# On Simplicity & Complexity

### Phillip Hoffmann gives a simple introduction to a complex subject.

Some concepts in philosophy and science are surprisingly simple while others are surprisingly complex; and exploring the meaning of such concepts can reveal some interesting surprises. Take the concepts of simplicity and complexity, for example. What is it for a thing or a system to be simple, and what is it to be complex? These are simple enough questions, but the answers are anything but, and the search for answers takes us to the heart of computer science, physics and philosophy.

On an intuitive, everyday level, we tend to associate simplicity with things that are uncomplicated and easy to understand; in fact, we assume that even a child can appreciate something if it is simple enough. Complexity, on the other hand, brings to mind the idea of difficult, complicated or sophisticated systems, problems or things. In modern science, these concepts have taken on technical meanings and definitions, which accord with our intuitions only up to a point.

The pioneers of artificial intelligence research at MIT were struck by the fact that tasks that appear to be difficult and complex, such as solving calculus problems, turned out to be relatively easy to do from a computational point of view, whereas things we would regard as simple and requiring little intelligence, such as tying shoelaces, still thwart even the most advanced robots. And fairly simple systems, like the handful of rules and axioms that comprise arithmetic, can generate very difficult problems like Goldbach’s Conjecture (which states that every even number greater than two is the sum of two primes).

Given all this, how do we even begin to get a handle on the notions of simplicity and complexity? One way is through the concept of algorithmic complexity. For any piece of information, programmers are interested in finding the shortest program that could print out that piece of information (or string) and then stop. The length of this program represents the algorithmic information content (AIC) of that string. In this sense the number 10100, although extremely large, is actually quite simple, because the program required to generate it just has to instruct a computer to print out 1 followed by 100 zeroes. On the other hand, a random number consisting of 100 digits has a much higher AIC level, since the program required to print it would not be much shorter, if at all, than the original string itself. So in this sense, random numbers are complex, but are neither ordered nor particularly interesting. The number 10100 is highly ordered and definitely stands out in a crowd, so to speak, but it is very simple from a computational standpoint.

So wherein does true complexity lie? The human body, which comprises roughly a trillion cells, is a paradigm example of an extremely complex system. But if we scramble those trillion cells, as the villains did near the end of the movie Fargo when they fed their hapless victim into a wood chipper, we end up with an unholy mess. The poor guy ended up with his cells highly randomized, and the resulting system wasn’t very interesting or capable of doing much other than testing the strength of a good stain remover. When his cells were organized in such a way that all his liver cells were in one place, his brain cells were all together, and so on, he was technically far less random and in that sense a simpler system, but he was also clearly much more interesting. By ‘interesting’, I mean effectively complex, a concept I owe (along with AIC) to the physicist Murray Gell-Mann in his wonderful book The Quark and the Jaguar. Effective complexity involves a trade-off between the computational notions of simplicity and complexity discussed above, and points to a kind of complexity more in tune with our intuitive understanding of the concept.
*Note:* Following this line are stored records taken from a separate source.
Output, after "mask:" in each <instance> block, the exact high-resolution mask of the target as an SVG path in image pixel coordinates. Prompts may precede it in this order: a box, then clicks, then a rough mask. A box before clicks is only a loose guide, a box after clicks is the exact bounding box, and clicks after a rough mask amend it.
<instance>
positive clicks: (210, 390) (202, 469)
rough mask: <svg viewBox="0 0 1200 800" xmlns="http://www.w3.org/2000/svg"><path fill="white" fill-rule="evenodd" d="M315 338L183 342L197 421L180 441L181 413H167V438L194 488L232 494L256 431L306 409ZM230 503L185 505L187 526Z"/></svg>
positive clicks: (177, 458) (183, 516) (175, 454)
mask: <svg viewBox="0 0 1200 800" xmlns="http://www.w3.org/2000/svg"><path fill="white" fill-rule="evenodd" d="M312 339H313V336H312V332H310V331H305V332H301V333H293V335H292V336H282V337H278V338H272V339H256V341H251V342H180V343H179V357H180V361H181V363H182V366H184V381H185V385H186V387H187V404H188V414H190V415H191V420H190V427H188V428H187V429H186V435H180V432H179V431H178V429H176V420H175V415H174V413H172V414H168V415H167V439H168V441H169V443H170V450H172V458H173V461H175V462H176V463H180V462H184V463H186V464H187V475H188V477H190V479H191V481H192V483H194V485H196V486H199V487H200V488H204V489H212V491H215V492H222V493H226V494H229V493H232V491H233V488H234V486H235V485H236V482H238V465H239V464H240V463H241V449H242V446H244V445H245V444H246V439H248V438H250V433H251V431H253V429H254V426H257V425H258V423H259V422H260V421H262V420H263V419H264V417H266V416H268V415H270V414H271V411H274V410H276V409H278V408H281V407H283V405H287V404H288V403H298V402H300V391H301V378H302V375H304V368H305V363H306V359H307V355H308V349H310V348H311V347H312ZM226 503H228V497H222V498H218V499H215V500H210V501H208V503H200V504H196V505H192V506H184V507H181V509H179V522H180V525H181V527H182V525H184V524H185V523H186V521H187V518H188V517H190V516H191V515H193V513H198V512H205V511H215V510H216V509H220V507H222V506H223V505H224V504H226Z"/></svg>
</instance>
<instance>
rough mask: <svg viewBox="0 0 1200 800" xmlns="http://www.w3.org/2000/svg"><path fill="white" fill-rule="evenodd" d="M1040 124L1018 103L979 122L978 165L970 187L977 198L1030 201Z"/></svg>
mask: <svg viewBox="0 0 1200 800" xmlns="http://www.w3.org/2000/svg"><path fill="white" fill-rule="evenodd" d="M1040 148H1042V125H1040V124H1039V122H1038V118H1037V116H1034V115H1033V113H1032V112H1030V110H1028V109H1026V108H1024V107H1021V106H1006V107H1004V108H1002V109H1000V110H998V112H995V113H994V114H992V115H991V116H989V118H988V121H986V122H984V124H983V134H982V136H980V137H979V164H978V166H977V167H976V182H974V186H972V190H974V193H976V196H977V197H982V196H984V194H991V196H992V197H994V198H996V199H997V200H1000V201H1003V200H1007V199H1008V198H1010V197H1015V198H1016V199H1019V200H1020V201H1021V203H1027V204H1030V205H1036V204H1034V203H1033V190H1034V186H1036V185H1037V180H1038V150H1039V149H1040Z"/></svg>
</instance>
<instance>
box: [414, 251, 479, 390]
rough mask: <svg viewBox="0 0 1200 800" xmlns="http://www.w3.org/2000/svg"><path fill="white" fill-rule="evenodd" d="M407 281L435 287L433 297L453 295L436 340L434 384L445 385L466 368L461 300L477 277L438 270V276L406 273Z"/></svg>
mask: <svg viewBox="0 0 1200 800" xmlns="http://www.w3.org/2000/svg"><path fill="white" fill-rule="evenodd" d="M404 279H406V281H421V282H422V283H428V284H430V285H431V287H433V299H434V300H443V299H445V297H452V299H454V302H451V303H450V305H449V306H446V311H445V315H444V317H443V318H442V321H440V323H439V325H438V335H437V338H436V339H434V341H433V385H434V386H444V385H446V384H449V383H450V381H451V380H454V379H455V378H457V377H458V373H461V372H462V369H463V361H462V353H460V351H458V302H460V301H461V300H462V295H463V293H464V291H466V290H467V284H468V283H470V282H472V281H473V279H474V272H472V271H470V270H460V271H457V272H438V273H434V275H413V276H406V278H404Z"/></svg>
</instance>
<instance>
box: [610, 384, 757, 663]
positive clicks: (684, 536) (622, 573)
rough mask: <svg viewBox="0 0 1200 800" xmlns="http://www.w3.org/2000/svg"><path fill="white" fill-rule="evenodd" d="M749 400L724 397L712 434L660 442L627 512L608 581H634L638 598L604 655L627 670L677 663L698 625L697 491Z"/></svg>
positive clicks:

Systems with high levels of effective complexity are associated with intermediate levels of AIC, and are delicately situated between order and disorder, regularity and randomness. Effective complexity involves a fine and delicate balance, much like life itself, which experience tells us is nothing if not a balancing act between all kinds of physical, environmental and even emotional, extremes. To indulge in a little metaphysical speculation about what all this might mean, optimizing such balances makes us more effectively complex systems, and may be some kind of organizing principle of evolution itself. Interestingly enough, Aristotle thought that various virtues consist in achieving what he called a mean between extremes, but that is the subject of another article.